Pregnancy fits none of these categories. It is not a "defect" but the perfection of the reproductive faculty. It is not merely "time" but a state of fulfilled fruitfulness. To class pregnancy among these conditions is to engage in sophistry that undermines the entire moral framework of the encyclical.


The Path of Virtue

Thus, it is totally clear that those who are having marital relations during pregnancy, and who do not practice virtue, are endangering their own and their child's spiritual welfare. The primary purpose of procreation that the Church teaches spouses must always perform the marital act for is not possible to be fulfilled during pregnancy. The act becomes a defective action—an abuse of the sacred privilege of marriage.

True Catholic marriage requires sacrifice. It requires the willingness to abstain when the act would violate its own primary purpose. The husband who loves his wife and their unborn child must be willing to practice continence for the duration of pregnancy, not as a punishment, but as a loving acknowledgment that the gift of life has already been given, and that the marital embrace must wait until it can once again be properly ordered toward its divine end.


The confessional is filled with couples who never considered this teaching, who assumed that pregnancy was a license for unlimited conjugal rights.
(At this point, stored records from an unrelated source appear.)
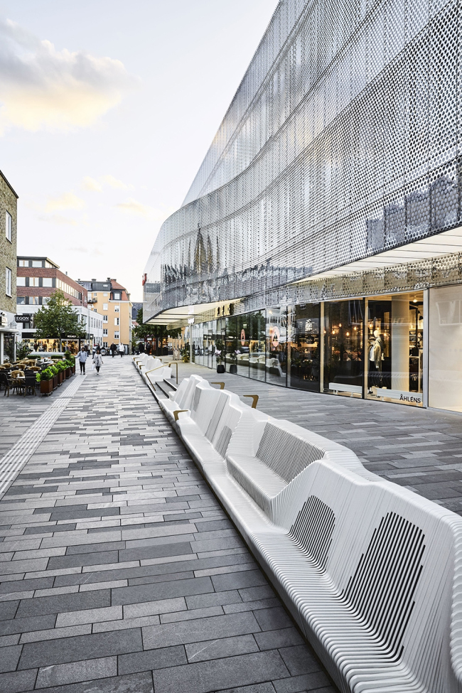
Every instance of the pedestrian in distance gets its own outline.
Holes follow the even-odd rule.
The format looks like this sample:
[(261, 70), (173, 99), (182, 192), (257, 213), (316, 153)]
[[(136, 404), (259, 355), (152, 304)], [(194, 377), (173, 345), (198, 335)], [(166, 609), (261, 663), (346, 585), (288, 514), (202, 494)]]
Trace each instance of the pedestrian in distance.
[(79, 351), (79, 363), (80, 364), (80, 375), (85, 375), (85, 362), (87, 361), (87, 350), (84, 346)]
[(99, 375), (100, 369), (103, 364), (102, 356), (101, 355), (101, 350), (100, 349), (100, 347), (97, 347), (95, 355), (93, 356), (93, 363), (95, 364), (97, 374)]

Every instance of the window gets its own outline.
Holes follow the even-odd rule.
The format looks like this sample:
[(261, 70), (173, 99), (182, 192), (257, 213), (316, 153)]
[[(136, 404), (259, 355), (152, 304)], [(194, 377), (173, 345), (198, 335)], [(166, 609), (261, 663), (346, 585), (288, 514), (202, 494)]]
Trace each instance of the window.
[(5, 293), (6, 296), (11, 295), (11, 270), (8, 267), (6, 267), (6, 276), (5, 276)]
[(6, 218), (5, 220), (5, 222), (6, 222), (6, 223), (5, 223), (5, 235), (6, 236), (7, 240), (9, 240), (10, 242), (10, 243), (11, 243), (11, 239), (13, 237), (13, 232), (12, 232), (13, 224), (12, 224), (12, 220), (11, 220), (11, 215), (9, 213), (9, 212), (6, 212)]

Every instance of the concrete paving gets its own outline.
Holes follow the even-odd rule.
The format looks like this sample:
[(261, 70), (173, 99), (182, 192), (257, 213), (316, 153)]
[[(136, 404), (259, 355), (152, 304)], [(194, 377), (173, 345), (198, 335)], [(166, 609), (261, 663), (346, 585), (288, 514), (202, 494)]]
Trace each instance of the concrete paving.
[(241, 397), (259, 394), (262, 412), (346, 446), (370, 471), (462, 515), (462, 414), (313, 394), (196, 364), (179, 365), (179, 382), (193, 372)]
[[(0, 501), (0, 692), (334, 693), (131, 360), (104, 362)], [(4, 449), (50, 401), (0, 397)]]

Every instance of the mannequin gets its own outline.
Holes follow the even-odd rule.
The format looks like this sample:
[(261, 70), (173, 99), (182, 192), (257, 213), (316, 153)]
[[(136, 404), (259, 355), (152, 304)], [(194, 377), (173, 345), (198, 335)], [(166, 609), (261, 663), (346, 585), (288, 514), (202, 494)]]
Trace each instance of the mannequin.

They must be taught that marriage is not a contract for the satisfaction of carnal desires, but a sacred vocation ordered toward the begetting and education of children in the service of God.

Until Catholics recover this understanding, they will continue to fall into the "perversion of the right order"—and risk the judgment of Him who established marriage not for pleasure alone, but for the propagation of life and holiness.
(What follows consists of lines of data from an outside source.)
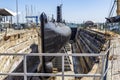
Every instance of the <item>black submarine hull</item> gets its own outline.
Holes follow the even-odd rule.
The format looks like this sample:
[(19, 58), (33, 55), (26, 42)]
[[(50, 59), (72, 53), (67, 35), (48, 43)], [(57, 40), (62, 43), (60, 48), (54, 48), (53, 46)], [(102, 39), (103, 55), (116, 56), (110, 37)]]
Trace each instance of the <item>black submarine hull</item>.
[(71, 29), (62, 23), (47, 23), (44, 27), (44, 51), (56, 53), (69, 41)]

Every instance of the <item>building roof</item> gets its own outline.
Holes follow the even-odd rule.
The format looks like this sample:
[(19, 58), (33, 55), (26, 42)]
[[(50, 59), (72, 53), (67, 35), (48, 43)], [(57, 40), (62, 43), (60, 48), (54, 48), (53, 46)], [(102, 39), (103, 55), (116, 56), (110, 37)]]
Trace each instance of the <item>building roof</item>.
[(0, 8), (0, 15), (1, 16), (15, 16), (16, 13), (14, 13), (6, 8)]

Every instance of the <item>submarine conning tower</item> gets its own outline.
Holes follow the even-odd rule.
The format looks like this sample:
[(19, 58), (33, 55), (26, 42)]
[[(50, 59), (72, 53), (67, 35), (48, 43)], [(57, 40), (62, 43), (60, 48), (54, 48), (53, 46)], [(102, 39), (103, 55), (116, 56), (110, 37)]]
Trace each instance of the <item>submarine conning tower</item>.
[(57, 6), (57, 22), (62, 22), (62, 4)]

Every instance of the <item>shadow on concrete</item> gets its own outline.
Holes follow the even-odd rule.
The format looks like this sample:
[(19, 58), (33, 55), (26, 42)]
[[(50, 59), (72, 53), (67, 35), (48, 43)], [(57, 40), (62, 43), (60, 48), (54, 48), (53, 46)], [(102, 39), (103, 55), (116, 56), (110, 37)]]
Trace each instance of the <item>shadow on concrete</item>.
[[(30, 49), (31, 49), (31, 53), (36, 53), (36, 54), (38, 53), (38, 45), (32, 44), (30, 46)], [(39, 63), (40, 63), (39, 56), (28, 56), (27, 57), (27, 72), (29, 73), (37, 72), (37, 67)], [(24, 72), (23, 61), (18, 65), (18, 67), (13, 72), (17, 72), (17, 73)], [(23, 76), (21, 77), (8, 76), (4, 80), (24, 80), (24, 77)], [(40, 79), (38, 77), (28, 77), (27, 80), (40, 80)]]

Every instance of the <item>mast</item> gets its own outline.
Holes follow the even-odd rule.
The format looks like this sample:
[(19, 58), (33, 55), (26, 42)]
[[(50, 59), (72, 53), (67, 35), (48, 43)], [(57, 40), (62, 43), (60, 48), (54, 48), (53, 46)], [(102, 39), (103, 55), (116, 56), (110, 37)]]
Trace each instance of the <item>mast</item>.
[(117, 0), (117, 16), (120, 15), (120, 0)]
[(62, 4), (57, 6), (57, 22), (62, 22)]

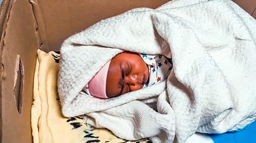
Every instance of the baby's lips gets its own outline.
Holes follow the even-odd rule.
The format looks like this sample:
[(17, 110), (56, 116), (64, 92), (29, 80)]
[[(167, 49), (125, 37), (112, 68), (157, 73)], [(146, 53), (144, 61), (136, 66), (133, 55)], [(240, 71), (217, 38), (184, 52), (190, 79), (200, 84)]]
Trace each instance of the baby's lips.
[(145, 84), (148, 79), (148, 74), (144, 74), (144, 78), (143, 78), (143, 84)]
For the sake of your soul, for the sake of your marriage, and for the sake of the child already entrusted to you by Divine Providence: abstain. - Dr Pascal.M.J Cantin 

Powerful conclusion with Saint Augustine:

Saint Augustine, the great Doctor of the Church and towering intellect of Christian antiquity, understood the delicate balance of marital obligation and the danger of lust disguised as duty. In his treatise On the Good of Marriage, he warns those who would abuse the marital privilege:

"The use of marriage, which is not exercised for the sake of offspring, but solely for the satisfaction of lust, is a sin, even within marriage itself. For it is not the marriage that is sin, but the use of it; not the institution, but the inordinate use of the institution."
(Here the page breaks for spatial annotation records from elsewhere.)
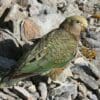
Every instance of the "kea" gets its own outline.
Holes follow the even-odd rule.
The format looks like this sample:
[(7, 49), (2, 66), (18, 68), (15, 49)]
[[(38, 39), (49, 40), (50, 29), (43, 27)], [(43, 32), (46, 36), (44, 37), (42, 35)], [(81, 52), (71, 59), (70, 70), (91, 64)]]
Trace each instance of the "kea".
[(7, 79), (12, 81), (31, 75), (43, 75), (54, 69), (60, 72), (59, 70), (62, 70), (75, 57), (80, 33), (87, 27), (87, 20), (83, 16), (67, 18), (58, 29), (42, 37), (34, 48), (23, 55), (17, 67), (13, 67), (9, 73), (4, 75), (1, 83), (6, 84)]

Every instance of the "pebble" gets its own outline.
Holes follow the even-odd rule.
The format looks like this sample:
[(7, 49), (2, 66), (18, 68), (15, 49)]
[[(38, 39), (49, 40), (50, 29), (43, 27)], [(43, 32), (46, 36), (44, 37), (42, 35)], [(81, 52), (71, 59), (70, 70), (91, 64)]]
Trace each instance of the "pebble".
[(47, 98), (47, 86), (45, 83), (40, 82), (38, 87), (40, 94), (41, 94), (41, 100), (46, 100)]

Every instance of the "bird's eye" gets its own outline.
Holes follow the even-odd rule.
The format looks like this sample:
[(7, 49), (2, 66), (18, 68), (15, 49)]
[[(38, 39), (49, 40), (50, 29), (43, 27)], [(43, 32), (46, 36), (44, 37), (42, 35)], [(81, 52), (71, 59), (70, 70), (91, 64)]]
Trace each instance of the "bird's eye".
[(77, 20), (76, 23), (80, 23), (80, 22)]

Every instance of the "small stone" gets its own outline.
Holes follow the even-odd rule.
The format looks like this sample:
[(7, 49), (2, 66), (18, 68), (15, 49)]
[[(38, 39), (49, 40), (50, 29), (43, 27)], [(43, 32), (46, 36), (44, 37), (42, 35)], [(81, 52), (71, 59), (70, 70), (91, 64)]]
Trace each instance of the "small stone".
[(90, 91), (88, 91), (87, 96), (91, 100), (98, 100), (97, 96), (95, 94), (93, 94), (92, 92), (90, 92)]
[[(32, 40), (40, 37), (40, 26), (31, 19), (25, 19), (23, 23), (23, 30), (25, 38)], [(23, 38), (23, 37), (22, 37)]]
[(29, 87), (28, 87), (28, 91), (31, 92), (31, 93), (36, 92), (36, 87), (35, 87), (35, 85), (29, 86)]
[(87, 95), (87, 88), (84, 86), (84, 84), (79, 84), (79, 91), (83, 94), (84, 97)]
[(19, 86), (14, 86), (13, 90), (17, 93), (17, 95), (19, 95), (23, 99), (33, 100), (32, 95), (28, 91), (26, 91), (24, 88), (19, 87)]
[[(88, 75), (91, 70), (87, 66), (79, 66), (75, 65), (71, 67), (72, 73), (78, 75), (78, 79), (80, 79), (86, 86), (89, 86), (91, 89), (98, 89), (98, 84), (95, 80), (95, 76)], [(88, 72), (88, 73), (87, 73)]]
[(46, 98), (47, 98), (47, 86), (46, 86), (46, 84), (43, 83), (43, 82), (40, 82), (38, 89), (39, 89), (39, 91), (41, 93), (41, 97), (40, 98), (42, 100), (46, 100)]
[(57, 88), (54, 88), (50, 91), (50, 96), (61, 96), (62, 94), (66, 94), (63, 96), (72, 97), (73, 99), (77, 96), (77, 85), (74, 83), (64, 83)]

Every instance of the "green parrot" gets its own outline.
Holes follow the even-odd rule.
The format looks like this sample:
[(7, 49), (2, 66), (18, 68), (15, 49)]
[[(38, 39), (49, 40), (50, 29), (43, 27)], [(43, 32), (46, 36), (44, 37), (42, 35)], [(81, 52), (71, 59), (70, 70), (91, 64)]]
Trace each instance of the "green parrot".
[[(76, 55), (80, 32), (88, 27), (83, 16), (67, 18), (58, 29), (45, 35), (23, 55), (14, 68), (5, 76), (9, 81), (31, 75), (45, 74), (54, 68), (63, 68)], [(2, 82), (6, 83), (5, 77)], [(1, 83), (2, 83), (1, 82)]]

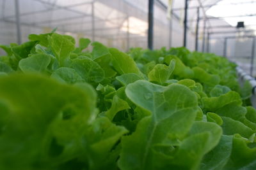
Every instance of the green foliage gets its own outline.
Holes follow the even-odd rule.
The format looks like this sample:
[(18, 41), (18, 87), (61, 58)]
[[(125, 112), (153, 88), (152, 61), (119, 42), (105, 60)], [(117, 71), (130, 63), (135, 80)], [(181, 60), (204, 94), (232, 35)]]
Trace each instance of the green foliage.
[(256, 169), (256, 110), (234, 64), (54, 32), (0, 45), (0, 169)]

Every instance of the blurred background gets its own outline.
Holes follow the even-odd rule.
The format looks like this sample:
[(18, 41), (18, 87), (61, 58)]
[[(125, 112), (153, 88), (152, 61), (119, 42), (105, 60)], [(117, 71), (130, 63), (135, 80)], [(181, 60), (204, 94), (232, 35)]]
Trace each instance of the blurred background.
[(57, 27), (123, 51), (184, 46), (214, 53), (255, 77), (255, 9), (256, 0), (0, 0), (0, 44)]

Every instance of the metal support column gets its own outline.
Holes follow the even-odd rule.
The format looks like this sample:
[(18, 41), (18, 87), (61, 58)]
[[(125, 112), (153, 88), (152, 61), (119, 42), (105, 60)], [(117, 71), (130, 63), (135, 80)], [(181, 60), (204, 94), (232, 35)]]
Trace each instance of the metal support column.
[(185, 0), (184, 8), (184, 36), (183, 36), (183, 46), (187, 46), (187, 20), (188, 20), (188, 0)]
[(129, 16), (127, 16), (127, 52), (130, 49), (130, 23), (129, 23)]
[(148, 48), (153, 50), (154, 0), (148, 0)]
[(92, 41), (94, 42), (95, 41), (95, 21), (94, 21), (94, 2), (92, 3)]
[(227, 57), (227, 38), (224, 38), (224, 45), (223, 45), (223, 56)]
[(195, 50), (198, 50), (198, 31), (199, 31), (199, 22), (200, 22), (200, 8), (197, 8), (197, 18), (196, 18), (196, 42)]
[(16, 18), (16, 29), (17, 29), (17, 42), (19, 45), (21, 43), (21, 31), (20, 31), (20, 9), (19, 0), (15, 0), (15, 18)]
[(250, 74), (253, 76), (253, 64), (254, 64), (254, 55), (255, 55), (255, 38), (253, 37), (252, 39), (252, 57), (251, 57), (251, 66), (250, 67)]
[(209, 53), (210, 51), (209, 43), (210, 43), (210, 32), (207, 32), (207, 41), (206, 43), (206, 52), (207, 53)]
[(206, 29), (206, 19), (204, 19), (204, 28), (203, 28), (203, 43), (202, 45), (202, 52), (204, 52), (204, 46), (205, 43), (205, 29)]

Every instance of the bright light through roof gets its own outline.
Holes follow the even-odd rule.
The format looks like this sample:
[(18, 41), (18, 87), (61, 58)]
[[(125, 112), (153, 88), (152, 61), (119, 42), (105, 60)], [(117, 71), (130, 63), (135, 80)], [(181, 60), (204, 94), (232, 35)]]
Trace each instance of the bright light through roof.
[[(131, 34), (145, 36), (148, 29), (147, 23), (133, 17), (129, 17), (129, 32)], [(121, 30), (127, 31), (128, 21), (126, 20), (121, 27)]]
[[(214, 17), (255, 15), (256, 0), (222, 0), (209, 9), (206, 14)], [(227, 17), (223, 20), (234, 27), (236, 26), (237, 22), (244, 21), (245, 26), (255, 29), (256, 16)]]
And again, Augustine reminds us of the hierarchy of virtue within the married state, praising those who recognize when the primary end has been fulfilled and respond with holy continence rather than self-indulgence:

"It is better to abstain than to use marriage in a way that separates the union from its fruitfulness. For when the gift of offspring has already been granted, the continence of the parents becomes a greater witness to love than the indulgence of desire."

The Doctor of Grace thus confirms what Sacred Scripture, papal encyclicals, and supernatural revelation have made plain: pregnancy is not a time for the marital embrace, but a time for reverent abstinence. The child in the womb deserves parents whose love is ordered not toward their own satisfaction, but toward the sacred trust already entrusted to them by the Creator.

Heed the warning of the saints. Embrace the cross of continence. And preserve your soul—and your child's soul—from the scourge of this forgotten sin.

Memento mori. Memento judicii. Abstine.